Malgré un succès populaire tout à fait correct qui a entraîné rapidement la mise en chantier d'un second épisode, cette adaptation un peu opportuniste de la série engendrée par les cerveaux féconds de la paire Lee-Kirby n'avait pas laissé de souvenirs impérissables chez les amateurs de comics (qui n'y retrouvaient que trop peu épisodiquement ce qui avait fait le succès de la franchise Marvel sur le papier) ni chez les cinéphiles, qui l'etimaient bancal, gérant mal ses phases d'action et son humour. Pourtant, avec le recul, cette énième production Avi Arad qui avait vu nombre de réalisateurs jeter l'éponge, ne s'en sort pas si mal que ça et son aura, depuis la sortie du désastreux reboot de cet été, a été partiellement redorée.
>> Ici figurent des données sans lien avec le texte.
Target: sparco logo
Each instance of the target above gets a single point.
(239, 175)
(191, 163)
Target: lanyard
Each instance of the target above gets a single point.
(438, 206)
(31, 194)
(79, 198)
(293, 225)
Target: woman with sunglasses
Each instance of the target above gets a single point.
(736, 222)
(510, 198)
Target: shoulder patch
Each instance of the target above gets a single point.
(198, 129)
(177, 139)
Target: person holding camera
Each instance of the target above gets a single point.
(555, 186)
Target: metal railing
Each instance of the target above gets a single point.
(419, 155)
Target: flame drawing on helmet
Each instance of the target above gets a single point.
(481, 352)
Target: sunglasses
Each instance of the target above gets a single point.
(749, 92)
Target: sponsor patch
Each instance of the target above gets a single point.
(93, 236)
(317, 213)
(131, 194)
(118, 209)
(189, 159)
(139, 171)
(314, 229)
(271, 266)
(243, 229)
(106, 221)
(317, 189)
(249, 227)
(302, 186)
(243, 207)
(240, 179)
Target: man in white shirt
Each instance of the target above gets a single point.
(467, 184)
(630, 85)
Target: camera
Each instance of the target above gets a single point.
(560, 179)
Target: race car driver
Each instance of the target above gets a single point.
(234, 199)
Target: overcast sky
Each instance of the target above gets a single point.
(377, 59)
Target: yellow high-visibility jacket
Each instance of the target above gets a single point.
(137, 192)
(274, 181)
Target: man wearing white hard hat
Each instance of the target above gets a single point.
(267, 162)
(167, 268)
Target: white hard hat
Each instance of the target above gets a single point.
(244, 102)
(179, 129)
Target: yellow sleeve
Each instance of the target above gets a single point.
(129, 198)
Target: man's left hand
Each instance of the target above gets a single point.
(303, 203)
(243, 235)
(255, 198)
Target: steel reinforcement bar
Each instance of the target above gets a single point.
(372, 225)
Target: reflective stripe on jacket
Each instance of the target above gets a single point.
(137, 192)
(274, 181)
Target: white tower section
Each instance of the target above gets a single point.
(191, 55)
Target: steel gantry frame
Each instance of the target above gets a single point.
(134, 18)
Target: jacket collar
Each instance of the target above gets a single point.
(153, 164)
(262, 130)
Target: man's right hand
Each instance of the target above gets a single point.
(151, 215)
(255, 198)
Soyons pourtant francs : le film n'est pas une réussite. C'est en l'occurrence une œuvre mal filmée (le seul fait d'armes de Tim Story était auparavant d'avoir réussi à transposer Taxi aux Etats-Unis...), mal montée, avec des enchaînements de séquences sans queue ni tête, certains effets spéciaux ratés et des incongruités dans l'histoire qui nuisent à la compréhension et à la logique de la continuité. Le casting issu de séries TV à succès est loin d'être à la hauteur, la musique est transparente : autant d'éléments à charge qui pourraient être rédhibitoires.
Néanmoins, l'ensemble se laisse voir. D'une part, parce que la VF n'est pas si mauvaise et permet de faire ressortir, d'autre part, les vannes (pas toutes foireuses) que se balancent Ben Grimm et Johnny Storm à tout bout de champ. Parlons-en de ces deux-là : contrairement au comics de base, ils sont les personnages les mieux mis en valeur, leurs pouvoirs sont d'ailleurs les plus "visuels" et leur camaraderie autorise des transitions habiles entre comique de situation et drame. Reed en revanche est encore plus fade que le Banner joué par Eric Bana dans Hulk. Jessica Alba en Sue Storm est mignonne mais légèrement en décalage, néanmoins sa relation compliquée avec Reed est assez bien rendue ; enlaidie par une coupe affreuse, elle aura pourtant marqué l'esprit de spectateurs prépubères par cette habile mais inutile séquence de strip-tease sur le pont.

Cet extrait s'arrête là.